“My house will be called a house of prayer for all nations.” (Isaiah 56:7)
In a move largely considered a concession to Arab demands and pressure from the Obama regime and US Secretary of State John Kerry, Israeli Prime Minister Benjamin Netanyahu announced Saturday evening that the status quo of the Temple Mount would remain.
“Israel has no intention to divide the Temple Mount, and we completely reject any attempt to suggest otherwise,” he said.
This holy spot that is important to three faiths: Judaism, Christianity and Islam, will continue to function as a place of worship for only one of these three religions — Muslims.
Non-Muslims will continue to be allowed to visit the Temple Mount, but not pray or worship there.
As well, closed circuit cameras are to be placed on the Temple Mount to discourage any form of non-Muslim prayer, as well as confirm to the international community that only Muslims pray there.
The PM’s declaration prompted Jewish Home Knesset member MK Shuli Moalem-Refaeli to comment that the “feckless” agreement was a “public declaration that the State of Israel doesn’t have sovereignty over the holiest site to the Jewish people.” (Times of Israel)
Netanyahu’s decision followed a meeting with US Secretary of State John Kerry, who subsequently met with King Abdullah II of Jordan and Palestinian leader Mahmoud Abbas.
In addition to announcing the use of round-the-clock video monitoring, Kerry also reaffirmed Jordan’s authority over the Temple Mount.
Referencing the understanding that was formed with Abbas and Abdullah, Kerry said, “Israel will continue to enforce its long-standing policy on religious worship … at the Temple Mount/Haram al-Sharif, including the fundamental fact that it is Muslims who pray on the Temple Mount/Haram al-Sharif, and non-Muslims who visit.”
Kerry also added, “I hope that based on these conversations we can finally put to rest some of the false assumptions, perceptions” about the holy site. “Those perceptions are stoking the tensions and fueling the violence, and it is important for us to end the provocative rhetoric and start to change the public narrative that comes out of those false perceptions.” (YNet)
The previous day, Israel had attempted to reduce tensions by lifting age restrictions on Arabs allowed to pray on the Temple Mount. The decision allowed all Muslims to attend prayers at the al-Aqsa Mosque at a time when Palestinian political parties were calling for a “Day of Rage.” (Times of Israel)
Apparently, Israel hopes that by giving in to Arab demands and by placing electronic monitoring equipment on the Temple Mount, tensions will be quelled.
Although the Temple Mount has been the holiest site in Judaism for several thousand years, the current status quo began after the 1967 Six Day War, when Israel regained control of all Jerusalem and the Temple Mount.
From 1948–1967, Jordan controlled the Old City. During that time, Jews were denied access to the Western Wall and the Temple Mount, and synagogues throughout the city were destroyed.
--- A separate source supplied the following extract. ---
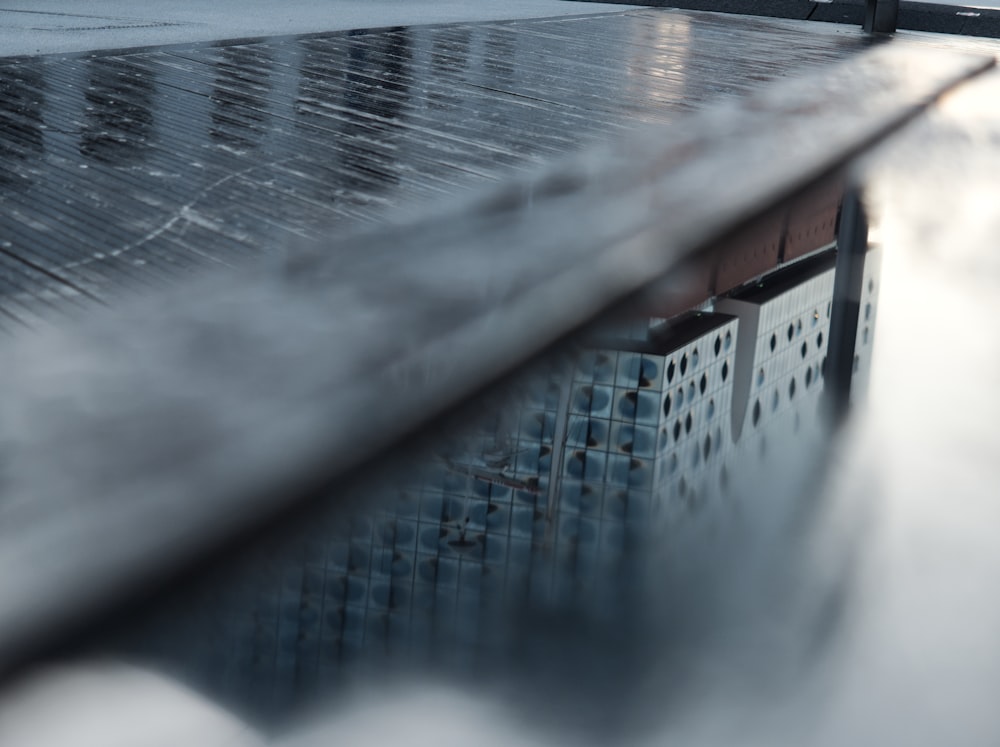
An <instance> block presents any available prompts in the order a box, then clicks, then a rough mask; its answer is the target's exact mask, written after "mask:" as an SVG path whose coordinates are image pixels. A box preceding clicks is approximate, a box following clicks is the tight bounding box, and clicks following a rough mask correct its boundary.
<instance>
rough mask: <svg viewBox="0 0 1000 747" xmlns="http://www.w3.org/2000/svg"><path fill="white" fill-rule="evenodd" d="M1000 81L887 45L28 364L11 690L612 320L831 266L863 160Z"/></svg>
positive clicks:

When Israel regained control of the Old City, the Defense Minister at the time, Moshe Dayan, gave the Muslim Waqf the right to maintain authority over the Mount.
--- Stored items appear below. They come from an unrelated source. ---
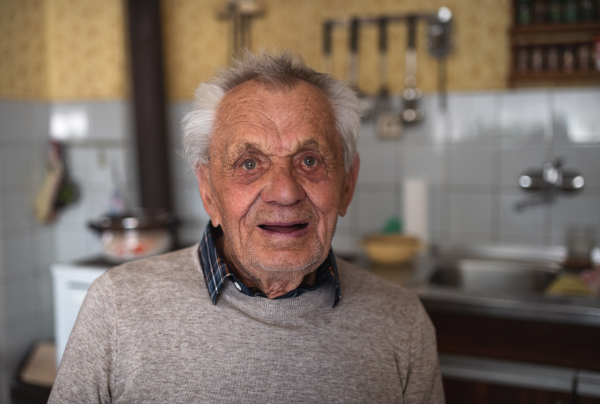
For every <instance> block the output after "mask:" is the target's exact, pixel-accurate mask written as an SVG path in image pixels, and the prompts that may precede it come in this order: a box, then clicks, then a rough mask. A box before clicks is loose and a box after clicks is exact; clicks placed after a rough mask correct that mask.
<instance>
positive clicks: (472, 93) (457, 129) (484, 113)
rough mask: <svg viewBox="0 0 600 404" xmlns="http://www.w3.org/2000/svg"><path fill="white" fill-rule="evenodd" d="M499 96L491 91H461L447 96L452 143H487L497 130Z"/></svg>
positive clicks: (470, 143) (491, 141)
mask: <svg viewBox="0 0 600 404" xmlns="http://www.w3.org/2000/svg"><path fill="white" fill-rule="evenodd" d="M498 98H499V96H498V95H497V94H492V93H462V94H453V95H450V96H448V111H449V113H450V125H451V139H452V141H453V142H454V143H462V144H472V145H489V144H490V143H491V142H492V139H493V137H494V136H495V135H497V132H498V131H499V123H498V119H497V116H496V112H497V104H498Z"/></svg>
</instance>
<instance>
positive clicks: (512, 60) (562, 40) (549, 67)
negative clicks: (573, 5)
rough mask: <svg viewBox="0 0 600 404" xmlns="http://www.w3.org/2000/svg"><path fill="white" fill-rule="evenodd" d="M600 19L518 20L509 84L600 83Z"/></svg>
mask: <svg viewBox="0 0 600 404" xmlns="http://www.w3.org/2000/svg"><path fill="white" fill-rule="evenodd" d="M599 36H600V21H598V20H595V21H590V22H574V23H559V24H551V23H540V24H529V25H517V24H515V25H514V26H513V27H512V28H511V29H510V32H509V37H510V43H511V66H510V73H509V77H508V84H509V86H510V87H523V86H545V87H548V86H561V85H564V86H576V85H600V67H599V64H600V60H598V58H600V55H598V53H599V52H598V49H597V47H598V46H600V45H599V44H598V41H600V39H599Z"/></svg>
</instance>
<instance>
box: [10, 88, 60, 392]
mask: <svg viewBox="0 0 600 404" xmlns="http://www.w3.org/2000/svg"><path fill="white" fill-rule="evenodd" d="M48 113H49V106H48V105H47V104H44V103H35V102H15V101H4V100H0V402H2V403H5V402H7V403H8V402H9V398H8V394H9V391H8V389H9V383H8V382H9V379H10V377H11V376H12V374H13V372H14V371H15V368H16V366H17V364H18V362H19V361H20V360H21V359H22V356H23V354H24V353H25V351H26V349H27V348H28V347H29V345H30V344H31V342H32V341H33V340H35V339H38V338H51V337H52V334H53V333H52V299H51V296H50V293H51V281H50V274H49V271H48V264H49V263H50V262H52V261H53V260H54V249H53V241H52V237H51V232H52V229H51V228H47V227H44V226H40V225H39V224H37V223H36V222H35V220H34V218H33V217H34V216H33V203H34V196H35V192H36V189H37V186H38V185H39V183H40V181H41V179H42V178H43V174H44V167H45V153H46V151H47V147H48V144H47V138H48Z"/></svg>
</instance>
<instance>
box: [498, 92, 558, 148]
mask: <svg viewBox="0 0 600 404" xmlns="http://www.w3.org/2000/svg"><path fill="white" fill-rule="evenodd" d="M500 124H501V127H502V131H501V134H502V146H505V147H515V146H525V145H529V146H531V145H535V146H543V145H545V144H548V143H550V142H551V140H552V118H551V98H550V96H549V94H548V92H547V91H546V90H526V91H511V92H507V93H504V94H502V102H501V110H500Z"/></svg>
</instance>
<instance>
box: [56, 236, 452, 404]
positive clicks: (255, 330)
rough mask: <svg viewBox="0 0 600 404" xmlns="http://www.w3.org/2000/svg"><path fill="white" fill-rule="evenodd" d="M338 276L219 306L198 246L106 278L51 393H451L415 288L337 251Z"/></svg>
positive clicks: (226, 294)
mask: <svg viewBox="0 0 600 404" xmlns="http://www.w3.org/2000/svg"><path fill="white" fill-rule="evenodd" d="M338 266H339V273H340V282H341V287H342V299H341V300H340V303H339V304H338V306H336V307H335V308H332V305H333V299H334V289H333V285H331V284H327V285H324V286H322V287H321V288H319V289H317V290H315V291H312V292H306V293H304V294H303V295H301V296H298V297H294V298H288V299H281V300H269V299H266V298H262V297H249V296H246V295H244V294H242V293H240V292H238V291H237V289H236V288H235V287H233V285H232V284H231V282H230V281H227V282H226V286H225V287H224V289H223V290H222V291H221V294H220V295H219V299H218V301H217V304H216V305H213V303H212V301H211V299H210V297H209V295H208V293H207V290H206V284H205V282H204V279H203V277H202V273H201V269H200V264H199V262H198V256H197V246H196V247H192V248H188V249H184V250H180V251H176V252H174V253H170V254H165V255H162V256H158V257H155V258H151V259H147V260H141V261H136V262H132V263H129V264H125V265H122V266H119V267H117V268H114V269H112V270H110V271H108V272H107V273H105V274H104V275H103V276H101V277H100V278H99V279H97V280H96V281H95V282H94V284H93V285H92V287H91V288H90V291H89V293H88V295H87V297H86V299H85V302H84V303H83V306H82V308H81V312H80V313H79V317H78V318H77V322H76V324H75V327H74V329H73V332H72V334H71V338H70V339H69V343H68V345H67V349H66V351H65V353H64V356H63V359H62V362H61V364H60V369H59V372H58V376H57V379H56V382H55V384H54V388H53V390H52V395H51V396H50V401H49V403H61V404H62V403H392V402H398V403H443V402H444V398H443V391H442V384H441V378H440V372H439V366H438V360H437V354H436V343H435V334H434V329H433V326H432V324H431V322H430V321H429V318H428V317H427V314H426V313H425V311H424V310H423V307H422V306H421V304H420V303H419V301H418V299H417V297H416V296H415V295H414V294H413V293H412V292H410V291H407V290H406V289H403V288H402V287H400V286H396V285H390V284H389V283H386V282H385V281H383V280H382V279H380V278H378V277H376V276H374V275H372V274H370V273H368V272H367V271H364V270H362V269H359V268H357V267H355V266H353V265H351V264H349V263H347V262H344V261H342V260H338Z"/></svg>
Since then, Muslims have had unfettered access and enjoyed the right to pray freely at both the al-Aqsa Mosque and visit the Mosque of Omar (the Dome of the Rock). All other peoples, including Jews and Christians, have been allowed to visit but not pray, and then only at the whim of those in authority.
Many have connected the current wave of terror in Israel with Palestinian fears that Israel is planning to allow Jews to worship on the Temple Mount, a charge repeatedly denied by Netanyahu but approved by the Jerusalem Court.
This claim has been used in Palestinian social media to encourage Muslims to attack and kill Jews in Jerusalem and throughout the Holy Land.
Between October 1–20, 10 people have been killed and 112 wounded—11 seriously, according to the Israel Ministry of Foreign Affairs. As of October 25, there have been 43 stabbings, four shootings, and five car rammings.
On October 25, in Metzad, a man was wounded in a stabbing attack after his car was stoned.
On October 23, in Gush Etzion, an Israel Defense Forces (IDF) soldier was stabbed. That same day in Beit El north of Jerusalem, an Israeli couple and their three children were wounded in a firebombing attack on their car.
On October 22, in Beit Shemesh, an 18-year-old Yeshiva student was stabbed by two 21-year-old Hebron area terrorists while trying to enter a school bus. The terrorists were shot (one killed, the other critically wounded) by police when they tried to board the bus full of children.
On October 21, there were five attempts to kill security forces, police and soldiers. In one attack, at the Adam junction, a female soldier was critically wounded in a stabbing attack. In another attack at Beit Ummar, five soldiers were injured when their vehicle was stoned. The soldiers were rammed by a car when they left their car to arrest the stone-throwers.
Time will tell if Israel’s renewed concessions will actually quell the violence.